What happens if a business violates the law?

The original bill maintained the existing $1,000 minimum penalty. But a House Rules Committee amendment increased this to $5,000, quintupling the stakes for businesses that misuse customer data. If a company improperly swipes, stores, shares, sells, or uses your information, you can sue to recover damages.

You can collect your actual damages or $5,000–whichever amount is greater. If a court finds the violation was willful or knowing, damages can be tripled. You can also recover attorney fees and court costs if you win.

But as the Oregon Progressive Party noted, catching violations is “largely illusory.” You'll likely never know your data was misused until it’s too late.

Who supported and opposed this bill?

Senate Bill 1005 received strong bipartisan support, though the margins narrowed slightly as concerns mounted.

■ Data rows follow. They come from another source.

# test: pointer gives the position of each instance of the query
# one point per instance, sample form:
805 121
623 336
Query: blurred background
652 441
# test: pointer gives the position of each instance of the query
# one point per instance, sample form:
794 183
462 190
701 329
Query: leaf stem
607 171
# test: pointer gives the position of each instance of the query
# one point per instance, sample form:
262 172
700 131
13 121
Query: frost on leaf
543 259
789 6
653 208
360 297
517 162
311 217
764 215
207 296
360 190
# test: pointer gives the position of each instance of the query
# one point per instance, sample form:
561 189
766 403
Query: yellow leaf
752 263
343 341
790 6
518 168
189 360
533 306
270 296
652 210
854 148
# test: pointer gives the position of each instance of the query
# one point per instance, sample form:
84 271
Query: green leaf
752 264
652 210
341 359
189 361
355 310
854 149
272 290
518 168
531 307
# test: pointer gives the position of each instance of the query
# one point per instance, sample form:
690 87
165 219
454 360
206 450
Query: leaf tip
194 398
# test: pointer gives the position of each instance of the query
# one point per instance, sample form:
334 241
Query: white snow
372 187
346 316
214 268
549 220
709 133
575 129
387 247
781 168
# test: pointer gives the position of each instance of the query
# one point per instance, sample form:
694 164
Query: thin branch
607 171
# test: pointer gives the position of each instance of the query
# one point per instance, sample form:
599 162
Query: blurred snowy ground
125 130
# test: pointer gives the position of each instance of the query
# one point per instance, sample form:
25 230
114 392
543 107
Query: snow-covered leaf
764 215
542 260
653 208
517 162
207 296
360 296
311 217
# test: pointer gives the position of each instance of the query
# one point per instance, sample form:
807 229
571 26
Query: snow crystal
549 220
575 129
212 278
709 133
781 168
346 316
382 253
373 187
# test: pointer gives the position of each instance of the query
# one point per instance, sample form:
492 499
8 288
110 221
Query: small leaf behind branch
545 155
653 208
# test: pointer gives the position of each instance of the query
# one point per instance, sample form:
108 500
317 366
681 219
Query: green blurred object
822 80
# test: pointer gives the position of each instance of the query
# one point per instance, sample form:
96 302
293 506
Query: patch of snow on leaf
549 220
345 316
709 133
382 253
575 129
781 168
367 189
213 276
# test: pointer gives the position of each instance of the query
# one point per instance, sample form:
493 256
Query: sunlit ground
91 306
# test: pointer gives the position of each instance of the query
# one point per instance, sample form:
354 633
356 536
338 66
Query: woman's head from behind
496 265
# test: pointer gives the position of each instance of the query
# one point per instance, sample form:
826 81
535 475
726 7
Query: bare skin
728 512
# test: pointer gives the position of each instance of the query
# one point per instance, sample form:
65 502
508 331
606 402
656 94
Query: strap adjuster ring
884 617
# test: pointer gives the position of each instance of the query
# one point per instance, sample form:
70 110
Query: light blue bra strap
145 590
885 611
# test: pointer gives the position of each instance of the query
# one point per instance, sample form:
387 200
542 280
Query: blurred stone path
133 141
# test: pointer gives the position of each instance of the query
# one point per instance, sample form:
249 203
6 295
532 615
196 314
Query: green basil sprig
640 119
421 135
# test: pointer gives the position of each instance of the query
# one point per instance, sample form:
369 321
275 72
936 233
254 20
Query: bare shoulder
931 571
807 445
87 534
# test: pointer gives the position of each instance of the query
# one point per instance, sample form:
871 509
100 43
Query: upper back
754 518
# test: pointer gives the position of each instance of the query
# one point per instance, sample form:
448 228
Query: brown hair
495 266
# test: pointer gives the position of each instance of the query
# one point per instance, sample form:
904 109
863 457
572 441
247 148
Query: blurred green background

Bonham and Senator Mark Meek (D-Gladstone) carried the bill in the Senate, while Representatives Emily McIntire (R-Eagle Point) and E. Werner Reschke (R-Malin) championed it in the House.

The bill passed 26-1 in the Senate on April 10, then 26-2 on final passage after House amendments. Only Senator Deb Patterson (D-Salem) voted no in the initial vote. The House approved it 42-10 on June 19, with opposition coming from both Democratic and Republican members.

What should I do now?

As the law takes effect, consider these steps:

  1. When shopping, ask retailers whether they routinely swipe IDs and what they do with the information.

  2. Check businesses’ posted privacy policies.

  3. If you’re concerned about data misuse, keep track of where your ID is being swiped and watch for unusual activity.

  4. Remember that improperly storing or sharing your age verification data violates the law, and you have the right to take legal action.